Bush se trompe de croisade

Plutôt que de définir une stratégie claire pour sortir du bourbier irakien ou de peser de tout leur poids pour régler le conflit israélo-palestinien, les États-Unis préfèrent désigner de nouvelles cibles : l’Iran, la Syrie et le Hezbollah libanais.

Publié le 21 mars 2005 Lecture : 6 minutes.

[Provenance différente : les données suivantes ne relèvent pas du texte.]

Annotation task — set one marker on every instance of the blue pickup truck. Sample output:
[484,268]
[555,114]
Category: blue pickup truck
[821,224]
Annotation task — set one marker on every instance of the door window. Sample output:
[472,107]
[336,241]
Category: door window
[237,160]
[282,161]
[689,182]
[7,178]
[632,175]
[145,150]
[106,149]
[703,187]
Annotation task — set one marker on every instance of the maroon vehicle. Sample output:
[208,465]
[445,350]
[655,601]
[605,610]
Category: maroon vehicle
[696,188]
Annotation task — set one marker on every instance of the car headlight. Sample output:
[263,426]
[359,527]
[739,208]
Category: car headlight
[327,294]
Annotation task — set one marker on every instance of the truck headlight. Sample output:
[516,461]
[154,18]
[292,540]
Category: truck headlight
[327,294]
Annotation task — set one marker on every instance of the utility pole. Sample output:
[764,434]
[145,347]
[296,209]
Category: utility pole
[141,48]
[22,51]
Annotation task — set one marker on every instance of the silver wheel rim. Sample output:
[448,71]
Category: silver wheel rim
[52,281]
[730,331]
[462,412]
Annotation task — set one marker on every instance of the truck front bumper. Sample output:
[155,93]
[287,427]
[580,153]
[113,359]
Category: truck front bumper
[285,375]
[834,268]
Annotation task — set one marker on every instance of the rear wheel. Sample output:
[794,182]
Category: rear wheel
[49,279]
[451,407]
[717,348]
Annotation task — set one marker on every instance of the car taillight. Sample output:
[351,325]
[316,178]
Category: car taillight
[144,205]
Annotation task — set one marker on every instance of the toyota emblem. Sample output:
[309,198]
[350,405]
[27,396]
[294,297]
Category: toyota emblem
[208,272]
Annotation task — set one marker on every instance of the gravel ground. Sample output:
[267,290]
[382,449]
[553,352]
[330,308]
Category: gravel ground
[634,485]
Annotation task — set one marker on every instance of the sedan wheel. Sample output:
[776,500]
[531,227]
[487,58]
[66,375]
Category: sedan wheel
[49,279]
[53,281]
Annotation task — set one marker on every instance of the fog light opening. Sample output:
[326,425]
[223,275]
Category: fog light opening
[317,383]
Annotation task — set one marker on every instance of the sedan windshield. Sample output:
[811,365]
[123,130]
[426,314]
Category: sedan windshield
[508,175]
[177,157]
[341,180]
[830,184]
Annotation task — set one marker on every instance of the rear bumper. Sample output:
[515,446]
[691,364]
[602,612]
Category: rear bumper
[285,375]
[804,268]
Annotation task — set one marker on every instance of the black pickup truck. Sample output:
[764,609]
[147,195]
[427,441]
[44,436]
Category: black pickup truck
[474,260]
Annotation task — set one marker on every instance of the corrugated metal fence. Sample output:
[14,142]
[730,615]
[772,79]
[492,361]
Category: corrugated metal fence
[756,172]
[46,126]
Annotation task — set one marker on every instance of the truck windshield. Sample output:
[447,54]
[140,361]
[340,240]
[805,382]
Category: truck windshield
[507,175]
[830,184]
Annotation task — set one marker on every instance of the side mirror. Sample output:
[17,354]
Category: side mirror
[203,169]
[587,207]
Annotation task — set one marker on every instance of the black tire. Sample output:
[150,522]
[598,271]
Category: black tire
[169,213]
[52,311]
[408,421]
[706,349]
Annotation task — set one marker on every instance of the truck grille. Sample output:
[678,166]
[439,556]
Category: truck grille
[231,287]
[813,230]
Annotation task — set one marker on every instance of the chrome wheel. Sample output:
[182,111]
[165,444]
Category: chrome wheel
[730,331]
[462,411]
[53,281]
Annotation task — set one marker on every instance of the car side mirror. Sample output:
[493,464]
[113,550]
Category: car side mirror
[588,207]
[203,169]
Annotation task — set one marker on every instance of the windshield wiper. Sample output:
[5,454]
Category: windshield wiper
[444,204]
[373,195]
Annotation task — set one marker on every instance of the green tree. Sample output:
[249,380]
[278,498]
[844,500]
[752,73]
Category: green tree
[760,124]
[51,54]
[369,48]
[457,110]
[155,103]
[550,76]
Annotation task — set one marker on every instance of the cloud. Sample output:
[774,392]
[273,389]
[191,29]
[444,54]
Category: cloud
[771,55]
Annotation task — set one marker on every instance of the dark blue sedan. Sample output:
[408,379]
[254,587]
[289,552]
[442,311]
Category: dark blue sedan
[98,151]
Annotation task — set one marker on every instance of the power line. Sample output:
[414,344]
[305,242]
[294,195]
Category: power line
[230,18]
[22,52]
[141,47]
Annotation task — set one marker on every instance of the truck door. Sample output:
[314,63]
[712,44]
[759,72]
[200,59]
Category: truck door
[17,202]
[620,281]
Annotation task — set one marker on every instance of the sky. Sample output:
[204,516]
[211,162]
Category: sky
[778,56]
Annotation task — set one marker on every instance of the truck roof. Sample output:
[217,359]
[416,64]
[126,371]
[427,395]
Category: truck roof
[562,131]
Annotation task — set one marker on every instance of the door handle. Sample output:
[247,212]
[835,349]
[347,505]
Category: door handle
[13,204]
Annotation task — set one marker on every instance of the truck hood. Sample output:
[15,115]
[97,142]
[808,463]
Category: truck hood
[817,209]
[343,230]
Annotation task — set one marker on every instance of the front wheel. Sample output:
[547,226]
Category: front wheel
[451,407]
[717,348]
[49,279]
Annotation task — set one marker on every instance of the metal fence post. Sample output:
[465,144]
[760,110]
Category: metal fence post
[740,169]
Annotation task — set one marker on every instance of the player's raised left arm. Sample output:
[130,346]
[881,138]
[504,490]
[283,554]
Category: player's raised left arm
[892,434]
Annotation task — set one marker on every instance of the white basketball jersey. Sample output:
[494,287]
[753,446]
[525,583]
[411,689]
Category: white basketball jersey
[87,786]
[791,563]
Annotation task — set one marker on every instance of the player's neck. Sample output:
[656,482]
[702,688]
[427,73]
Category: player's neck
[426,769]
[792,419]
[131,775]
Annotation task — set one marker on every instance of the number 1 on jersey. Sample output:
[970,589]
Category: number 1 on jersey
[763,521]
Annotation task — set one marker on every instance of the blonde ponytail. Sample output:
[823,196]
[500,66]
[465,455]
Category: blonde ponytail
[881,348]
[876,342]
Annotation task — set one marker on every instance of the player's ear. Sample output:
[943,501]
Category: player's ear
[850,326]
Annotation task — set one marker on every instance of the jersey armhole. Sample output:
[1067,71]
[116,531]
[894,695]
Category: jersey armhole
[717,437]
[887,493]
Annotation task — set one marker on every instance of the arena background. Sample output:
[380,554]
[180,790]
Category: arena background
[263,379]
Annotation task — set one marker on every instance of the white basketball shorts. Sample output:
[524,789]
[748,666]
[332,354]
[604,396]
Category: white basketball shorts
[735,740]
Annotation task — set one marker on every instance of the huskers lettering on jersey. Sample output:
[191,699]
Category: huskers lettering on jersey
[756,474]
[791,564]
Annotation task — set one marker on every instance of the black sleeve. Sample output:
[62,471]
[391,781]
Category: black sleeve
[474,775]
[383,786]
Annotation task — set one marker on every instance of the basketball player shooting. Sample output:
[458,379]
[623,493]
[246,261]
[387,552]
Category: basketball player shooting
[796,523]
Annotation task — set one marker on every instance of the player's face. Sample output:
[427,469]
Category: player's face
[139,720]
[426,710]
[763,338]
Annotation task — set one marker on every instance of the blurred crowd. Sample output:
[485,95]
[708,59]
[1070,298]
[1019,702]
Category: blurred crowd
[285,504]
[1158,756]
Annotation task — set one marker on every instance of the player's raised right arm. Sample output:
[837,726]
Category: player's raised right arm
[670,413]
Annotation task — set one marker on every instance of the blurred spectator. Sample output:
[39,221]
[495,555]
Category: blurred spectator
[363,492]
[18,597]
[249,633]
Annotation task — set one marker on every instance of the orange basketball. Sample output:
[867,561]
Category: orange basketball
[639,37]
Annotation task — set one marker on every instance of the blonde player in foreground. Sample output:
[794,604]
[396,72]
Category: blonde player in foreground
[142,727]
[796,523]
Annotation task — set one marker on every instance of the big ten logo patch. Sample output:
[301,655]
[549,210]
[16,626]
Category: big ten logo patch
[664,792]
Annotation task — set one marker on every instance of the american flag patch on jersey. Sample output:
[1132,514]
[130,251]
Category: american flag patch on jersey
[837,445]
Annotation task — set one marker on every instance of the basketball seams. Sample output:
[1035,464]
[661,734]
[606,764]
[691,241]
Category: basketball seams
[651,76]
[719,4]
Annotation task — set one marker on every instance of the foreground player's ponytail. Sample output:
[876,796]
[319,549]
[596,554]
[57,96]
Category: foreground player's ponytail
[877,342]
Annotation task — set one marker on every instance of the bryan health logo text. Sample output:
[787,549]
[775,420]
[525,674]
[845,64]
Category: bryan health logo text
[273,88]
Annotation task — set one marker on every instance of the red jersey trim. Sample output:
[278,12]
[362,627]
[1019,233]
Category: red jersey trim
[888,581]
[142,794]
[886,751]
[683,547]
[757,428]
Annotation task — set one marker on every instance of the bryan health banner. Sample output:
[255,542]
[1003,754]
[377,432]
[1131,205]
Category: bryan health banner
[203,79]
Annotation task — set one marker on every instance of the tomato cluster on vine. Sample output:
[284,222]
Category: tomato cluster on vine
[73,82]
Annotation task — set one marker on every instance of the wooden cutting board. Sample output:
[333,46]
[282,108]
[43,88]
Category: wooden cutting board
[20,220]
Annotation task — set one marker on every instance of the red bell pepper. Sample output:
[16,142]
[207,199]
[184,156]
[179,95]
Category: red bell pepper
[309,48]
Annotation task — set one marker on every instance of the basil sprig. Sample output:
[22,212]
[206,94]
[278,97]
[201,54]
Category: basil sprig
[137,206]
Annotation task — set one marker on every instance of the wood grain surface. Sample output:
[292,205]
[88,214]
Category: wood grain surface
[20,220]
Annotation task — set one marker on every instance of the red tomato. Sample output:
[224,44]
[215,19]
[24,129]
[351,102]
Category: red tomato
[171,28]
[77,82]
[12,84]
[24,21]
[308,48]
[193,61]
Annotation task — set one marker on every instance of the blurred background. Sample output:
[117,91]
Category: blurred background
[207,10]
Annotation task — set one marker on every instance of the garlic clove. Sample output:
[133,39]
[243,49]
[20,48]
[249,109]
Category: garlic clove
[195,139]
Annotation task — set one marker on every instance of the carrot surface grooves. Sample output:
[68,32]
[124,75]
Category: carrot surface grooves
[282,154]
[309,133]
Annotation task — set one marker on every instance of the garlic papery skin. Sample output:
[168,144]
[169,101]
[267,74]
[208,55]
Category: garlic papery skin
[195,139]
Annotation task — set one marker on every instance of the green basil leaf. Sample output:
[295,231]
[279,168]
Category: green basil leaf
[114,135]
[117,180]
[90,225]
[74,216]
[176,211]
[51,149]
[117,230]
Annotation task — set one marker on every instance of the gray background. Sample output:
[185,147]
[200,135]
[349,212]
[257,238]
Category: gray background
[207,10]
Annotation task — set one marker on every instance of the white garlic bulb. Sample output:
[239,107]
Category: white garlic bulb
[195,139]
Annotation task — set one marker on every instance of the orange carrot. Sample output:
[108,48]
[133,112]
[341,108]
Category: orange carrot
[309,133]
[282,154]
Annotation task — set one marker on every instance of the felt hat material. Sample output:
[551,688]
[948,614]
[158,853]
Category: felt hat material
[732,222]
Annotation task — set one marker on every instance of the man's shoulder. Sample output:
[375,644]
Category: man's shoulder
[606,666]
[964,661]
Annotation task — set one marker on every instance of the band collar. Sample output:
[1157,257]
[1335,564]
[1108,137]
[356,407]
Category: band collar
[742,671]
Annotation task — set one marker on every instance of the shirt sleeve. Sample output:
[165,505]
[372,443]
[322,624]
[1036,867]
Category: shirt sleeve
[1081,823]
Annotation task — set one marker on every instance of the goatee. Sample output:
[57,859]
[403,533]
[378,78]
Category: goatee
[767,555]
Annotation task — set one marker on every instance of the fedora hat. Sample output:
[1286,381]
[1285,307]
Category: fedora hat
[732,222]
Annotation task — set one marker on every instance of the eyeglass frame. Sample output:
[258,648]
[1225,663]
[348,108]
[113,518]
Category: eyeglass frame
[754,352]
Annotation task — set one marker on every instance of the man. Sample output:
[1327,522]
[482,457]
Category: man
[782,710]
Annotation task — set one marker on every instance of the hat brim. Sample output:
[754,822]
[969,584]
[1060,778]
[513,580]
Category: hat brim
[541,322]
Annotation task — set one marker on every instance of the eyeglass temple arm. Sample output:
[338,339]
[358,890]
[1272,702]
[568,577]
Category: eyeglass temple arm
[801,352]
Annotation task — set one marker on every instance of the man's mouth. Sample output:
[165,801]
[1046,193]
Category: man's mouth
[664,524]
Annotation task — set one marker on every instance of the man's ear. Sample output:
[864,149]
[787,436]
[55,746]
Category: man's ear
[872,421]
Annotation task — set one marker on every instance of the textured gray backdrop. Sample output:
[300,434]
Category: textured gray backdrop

Depuis que les États-Unis ont envahi l’Irak, il y a deux ans, puis renversé Saddam Hussein, détruit l’État et tué des dizaines de milliers d’Irakiens, les observateurs s’interrogent sur les véritables buts de la guerre qu’ils mènent dans ce pays. Quel était l’objectif stratégique du carnage ? L’administration Bush avait-elle véritablement un « grand dessein » et, dans l’affirmative, quelle serait sa prochaine cible ? Il est vite apparu que les premières justifications de la guerre étaient infondées, et même mensongères. L’Irak n’avait pas d’armes de destruction massive et pas de liens avec al-Qaïda. Le véritable objectif était-il alors d’affaiblir durablement le régime de Saddam Hussein parce qu’il était un obstacle à la volonté de domination de l’Amérique dans cette région du Golfe riche en pétrole ? Washington espérait-il faire de l’Irak un État-client ? Pensait-on que le pétrole irakien sous contrôle américain pourrait remplacer le pétrole saoudien ?
Au-delà de ces explications, il y a l’ambitieux projet néoconservateur de « restructuration » du monde arabe, dont les lignes de force étaient :
1. d’imposer un « changement de régime » dans un certain nombre de pays – dont l’Irak n’est que le premier ;
2. d’engager une campagne soutenue pour réduire trois forces jugées irrémédiablement hostiles : le nationalisme arabe, le fondamentalisme islamiste et la résistance palestinienne.
Bref, l’objectif – passablement agressif – était de modifier fondamentalement l’équilibre du pouvoir dans la région au profit des États-Unis et d’Israël. Pour lui donner un semblant de respectabilité, les néoconservateurs ont lancé le slogan de la « démocratisation » arabe, présentée comme un remède aux maux de la région. La campagne a été reprise avec enthousiasme par le président George W. Bush, qui en a fait une croisade personnelle. L’argument était que le renversement des régimes despotiques arabes était en soi une bonne chose, bien sûr, mais qu’il constituait aussi le plus sûr moyen de mettre l’Amérique à l’abri des attentats terroristes. Parce que le terrorisme, du moins le prétendait-on, se développe dans un « marécage » de tyrannie, de sous-développement et de violence, que celle-ci soit le fait de fanatiques religieux ou d’États « voyous ». « Nettoyer le marécage » permettrait de gagner la « guerre mondiale contre le terrorisme ». Cette explication est aussi peu convaincante que l’histoire des armes qui n’existaient pas.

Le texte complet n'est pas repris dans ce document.